Speaking of the rest of the world, the United States should challenge our allies and trade competitors to follow America’s example and meet our environmental standards. Other nations lag far behind American reductions in dangerous particulate matter, mercury, and ozone. It is frustrating that so much time and attention has been spent on climate change agreements based on modeling and debated projections, yet we have not secured a single international agreement regarding the pollutants we know kill people.

Hopefully the president’s remarks will lead to global discussions that focus on air and water quality — and the energy poverty we know creates human hardship and shortens lifespans. After all, what good is it to strive for a perfect environment, if we are not improving the health of the humans who live in it?
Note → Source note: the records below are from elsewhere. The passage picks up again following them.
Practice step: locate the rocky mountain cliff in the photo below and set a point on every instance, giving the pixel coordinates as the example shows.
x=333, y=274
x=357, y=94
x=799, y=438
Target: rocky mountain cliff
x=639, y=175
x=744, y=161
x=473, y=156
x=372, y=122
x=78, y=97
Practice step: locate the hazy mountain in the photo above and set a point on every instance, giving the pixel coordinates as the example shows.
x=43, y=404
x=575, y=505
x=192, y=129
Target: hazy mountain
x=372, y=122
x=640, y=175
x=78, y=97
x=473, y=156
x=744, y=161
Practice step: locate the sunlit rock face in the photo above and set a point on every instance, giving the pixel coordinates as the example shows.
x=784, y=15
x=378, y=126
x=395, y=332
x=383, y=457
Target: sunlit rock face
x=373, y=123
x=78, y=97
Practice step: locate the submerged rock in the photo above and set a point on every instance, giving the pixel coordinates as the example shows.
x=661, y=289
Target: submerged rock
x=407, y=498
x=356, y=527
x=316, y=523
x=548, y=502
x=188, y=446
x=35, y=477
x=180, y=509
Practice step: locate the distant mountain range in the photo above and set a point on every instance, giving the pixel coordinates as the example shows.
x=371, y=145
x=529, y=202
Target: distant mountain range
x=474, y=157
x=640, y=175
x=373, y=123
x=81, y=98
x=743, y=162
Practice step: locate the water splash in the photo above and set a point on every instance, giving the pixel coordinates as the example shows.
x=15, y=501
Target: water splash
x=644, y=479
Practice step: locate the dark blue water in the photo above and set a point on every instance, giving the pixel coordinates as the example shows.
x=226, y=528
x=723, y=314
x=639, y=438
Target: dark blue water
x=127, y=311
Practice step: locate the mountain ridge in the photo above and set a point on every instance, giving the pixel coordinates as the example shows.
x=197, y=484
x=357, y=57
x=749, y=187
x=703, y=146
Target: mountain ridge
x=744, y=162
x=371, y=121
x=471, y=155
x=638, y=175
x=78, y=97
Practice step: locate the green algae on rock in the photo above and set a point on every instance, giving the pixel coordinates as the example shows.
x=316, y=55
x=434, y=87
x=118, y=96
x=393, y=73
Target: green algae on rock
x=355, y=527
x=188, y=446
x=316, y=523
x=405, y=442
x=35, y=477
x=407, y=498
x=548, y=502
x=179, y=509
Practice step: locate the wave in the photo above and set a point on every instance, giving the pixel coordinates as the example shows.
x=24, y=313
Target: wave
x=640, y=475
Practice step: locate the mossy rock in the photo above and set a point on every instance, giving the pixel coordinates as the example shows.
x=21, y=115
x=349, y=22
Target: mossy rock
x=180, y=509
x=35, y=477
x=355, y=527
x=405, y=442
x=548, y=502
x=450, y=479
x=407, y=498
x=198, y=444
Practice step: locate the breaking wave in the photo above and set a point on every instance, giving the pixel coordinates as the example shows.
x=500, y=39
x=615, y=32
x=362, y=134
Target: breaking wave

It is also important to point out that challenging the world to meet America’s standards is not just good for humans overseas — it will also benefit Americans by making sure we don’t keep exporting jobs and importing pollution. Because American industries are required to install costly pollution controls, our global competitiveness is impaired by the lack of standards in the countries with whom we compete.

This un-level playing field is especially pronounced in globally competitive manufacturing industries that have too often moved their operations from the less-polluting American system to nations without sufficient environmental standards. Pollution overseas does not just stay there. Experts agree that internationally transported particulate matter, mercury and ozone are major contributors to air and water pollution in the western United States.

Ironically, by opposing liquified natural gas export facilities based on anti-fossil fuel ideology, West Coast states are slowing the reduction of the very pollutants Asia transports to them.

We must face the fact that developing nations in Asia and around the world will not slow their energy consumption to reduce pollution because they are dealing with a much more pressing problem — lifting billions of people out of energy poverty, which shortens life and limits opportunity, especially for women. The cheapest energy will dominate this expansion, which is why the experts predict global fossil fuel consumption to increase dramatically because it is by far the most affordable for human consumption.

America has demonstrated for the world that environmental gains can be achieved by use of fossil fuels, not despite them. America has found a clean way to harness fossil energy through high efficiency, technology-equipped power plants and refineries, as well as improved manufacturing techniques like Electric Arc Furnace (EAF) steelmaking.

One need only track the timing of improvements over the past half-century to discern that, indeed, it was private sector technology, not radical ideology and central planning, which made American air and water safe. Thankfully, coal, steel, oil and gas workers are still around and doing their work cleaner and leaner than ever before.

Hats off to the president for celebrating the progress America has made and challenging the world to return sanity (and humanity) to the forefront of global environmental policy.